FIG. 4( c) shows a maximum-intensity spectrum created and displayed by performing a data processing according to the present embodiment. For comparison, an integrated mass spectrum is shown in FIG. 4( e). The spectrum in FIG. 4( c), which shows only the peaks of the m/z values giving the maximum intensities, is unmistakably different from the integrated mass spectrum, which reflects the entire set of the mass spectrum data including all the intensities.
As described previously, the pixel colors in FIG. 4( a) and the peak colors in FIG. 4( c) correspond to each other. For example, in FIG. 4( c), the peak-top color of the highest peak at m/z:734.6 is red, which demonstrates that the intensity of this peak is MII. Meanwhile, FIG. 4( a) shows that red pixels are specifically distributed. In this manner, for any peak whose intensity MI is represented by a specific peak-top color, the operator can intuitively tell whether, and where, the given peak is specifically located on the two-dimensional mapping image.
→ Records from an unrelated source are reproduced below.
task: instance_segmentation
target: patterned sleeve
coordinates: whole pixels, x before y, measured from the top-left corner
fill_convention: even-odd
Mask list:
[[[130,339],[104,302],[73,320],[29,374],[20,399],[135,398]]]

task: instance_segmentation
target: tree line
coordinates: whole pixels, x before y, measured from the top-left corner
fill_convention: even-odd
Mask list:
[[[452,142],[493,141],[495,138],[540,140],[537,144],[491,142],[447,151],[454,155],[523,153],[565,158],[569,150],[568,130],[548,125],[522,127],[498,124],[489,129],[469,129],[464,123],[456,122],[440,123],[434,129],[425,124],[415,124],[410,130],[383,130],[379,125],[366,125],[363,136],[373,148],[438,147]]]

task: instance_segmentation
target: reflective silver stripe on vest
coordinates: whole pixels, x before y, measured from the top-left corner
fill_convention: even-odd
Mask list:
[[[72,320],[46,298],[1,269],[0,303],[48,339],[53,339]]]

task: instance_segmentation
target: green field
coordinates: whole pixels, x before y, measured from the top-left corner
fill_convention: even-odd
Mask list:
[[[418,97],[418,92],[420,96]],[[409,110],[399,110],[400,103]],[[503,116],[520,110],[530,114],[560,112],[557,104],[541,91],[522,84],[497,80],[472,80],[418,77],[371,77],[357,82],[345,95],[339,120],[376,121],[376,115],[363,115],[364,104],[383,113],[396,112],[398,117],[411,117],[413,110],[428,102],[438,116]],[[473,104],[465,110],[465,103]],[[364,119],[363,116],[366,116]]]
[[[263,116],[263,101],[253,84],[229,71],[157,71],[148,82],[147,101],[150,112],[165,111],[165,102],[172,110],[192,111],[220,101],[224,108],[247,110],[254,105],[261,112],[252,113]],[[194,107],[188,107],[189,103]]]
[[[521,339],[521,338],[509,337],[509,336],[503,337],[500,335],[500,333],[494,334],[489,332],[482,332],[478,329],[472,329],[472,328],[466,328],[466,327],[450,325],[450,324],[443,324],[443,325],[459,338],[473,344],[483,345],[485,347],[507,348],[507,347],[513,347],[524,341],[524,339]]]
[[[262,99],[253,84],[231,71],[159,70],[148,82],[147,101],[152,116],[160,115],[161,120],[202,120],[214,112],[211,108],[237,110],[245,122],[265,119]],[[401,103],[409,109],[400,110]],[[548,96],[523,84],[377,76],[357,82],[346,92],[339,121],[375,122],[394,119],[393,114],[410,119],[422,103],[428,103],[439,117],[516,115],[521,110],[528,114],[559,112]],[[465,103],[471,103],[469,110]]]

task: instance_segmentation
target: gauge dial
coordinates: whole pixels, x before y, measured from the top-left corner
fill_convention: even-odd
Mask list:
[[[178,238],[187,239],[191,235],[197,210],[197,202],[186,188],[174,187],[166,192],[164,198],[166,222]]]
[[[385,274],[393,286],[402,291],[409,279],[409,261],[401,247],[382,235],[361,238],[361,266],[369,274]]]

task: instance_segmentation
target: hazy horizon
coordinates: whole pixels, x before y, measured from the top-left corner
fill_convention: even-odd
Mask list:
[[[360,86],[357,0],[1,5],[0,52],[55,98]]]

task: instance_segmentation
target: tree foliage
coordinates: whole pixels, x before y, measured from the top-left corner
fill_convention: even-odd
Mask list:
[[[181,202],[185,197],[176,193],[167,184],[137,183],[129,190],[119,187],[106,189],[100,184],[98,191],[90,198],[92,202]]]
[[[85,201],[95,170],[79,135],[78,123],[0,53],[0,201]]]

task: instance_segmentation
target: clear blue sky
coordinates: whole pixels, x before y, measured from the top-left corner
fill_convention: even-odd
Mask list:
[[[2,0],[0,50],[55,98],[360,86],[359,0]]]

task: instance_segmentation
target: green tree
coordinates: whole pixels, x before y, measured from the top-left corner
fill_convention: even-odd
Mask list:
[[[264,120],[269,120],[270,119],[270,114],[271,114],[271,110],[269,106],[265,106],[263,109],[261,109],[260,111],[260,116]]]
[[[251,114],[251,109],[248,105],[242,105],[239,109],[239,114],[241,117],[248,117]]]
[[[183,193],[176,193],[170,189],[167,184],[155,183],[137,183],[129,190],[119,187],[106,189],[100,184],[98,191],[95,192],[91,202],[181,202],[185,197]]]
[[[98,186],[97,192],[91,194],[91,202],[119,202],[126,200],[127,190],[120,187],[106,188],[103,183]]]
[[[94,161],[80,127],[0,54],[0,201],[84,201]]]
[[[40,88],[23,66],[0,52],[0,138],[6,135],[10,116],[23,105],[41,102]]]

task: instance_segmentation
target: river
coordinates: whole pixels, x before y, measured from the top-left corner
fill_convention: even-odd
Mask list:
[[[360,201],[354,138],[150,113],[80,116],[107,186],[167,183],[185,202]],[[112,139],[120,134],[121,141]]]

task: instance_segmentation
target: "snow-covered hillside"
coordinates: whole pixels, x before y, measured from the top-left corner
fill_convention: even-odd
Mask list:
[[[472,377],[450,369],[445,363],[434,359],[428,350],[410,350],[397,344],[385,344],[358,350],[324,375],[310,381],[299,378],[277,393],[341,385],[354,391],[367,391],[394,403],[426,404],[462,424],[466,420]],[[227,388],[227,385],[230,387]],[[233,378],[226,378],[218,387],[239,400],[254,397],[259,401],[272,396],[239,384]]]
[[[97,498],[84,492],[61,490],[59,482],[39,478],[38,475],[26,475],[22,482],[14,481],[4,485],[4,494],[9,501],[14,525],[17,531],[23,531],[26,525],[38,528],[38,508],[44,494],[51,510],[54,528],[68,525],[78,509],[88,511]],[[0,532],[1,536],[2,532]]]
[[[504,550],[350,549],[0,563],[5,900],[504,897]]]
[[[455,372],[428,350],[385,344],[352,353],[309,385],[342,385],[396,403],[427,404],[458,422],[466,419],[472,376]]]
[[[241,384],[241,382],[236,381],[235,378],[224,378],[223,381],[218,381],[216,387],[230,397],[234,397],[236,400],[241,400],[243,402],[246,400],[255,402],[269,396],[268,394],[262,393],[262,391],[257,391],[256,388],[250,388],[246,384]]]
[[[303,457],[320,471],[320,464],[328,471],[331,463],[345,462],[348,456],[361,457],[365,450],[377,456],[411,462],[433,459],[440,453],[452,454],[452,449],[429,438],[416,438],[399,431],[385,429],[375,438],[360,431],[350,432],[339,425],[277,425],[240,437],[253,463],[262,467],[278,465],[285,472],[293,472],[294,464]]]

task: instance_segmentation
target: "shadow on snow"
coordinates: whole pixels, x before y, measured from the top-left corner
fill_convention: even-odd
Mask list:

FIG. 4( d) shows a histogram created and displayed by performing the data processing according to the present embodiment. In this figure, the peak indicated by the arrow [1] has a peak-top color close to MII. However, its considerably high frequency suggests that this peak is widely distributed over a large spatial area. By contrast, the peaks indicated by the arrows [2], whose frequencies are rather low, have peak-top colors close to MII. This suggests that these peaks are probably noteworthy peaks. Accordingly, for example, the operator can additionally perform more detailed analyses focusing on the areas corresponding to those noticeable peaks.
It should be noted that the previous embodiment is a mere example of the present invention, and any change, modification or addition appropriately made within the spirit of the present invention will naturally fall within the scope of claims of the present application.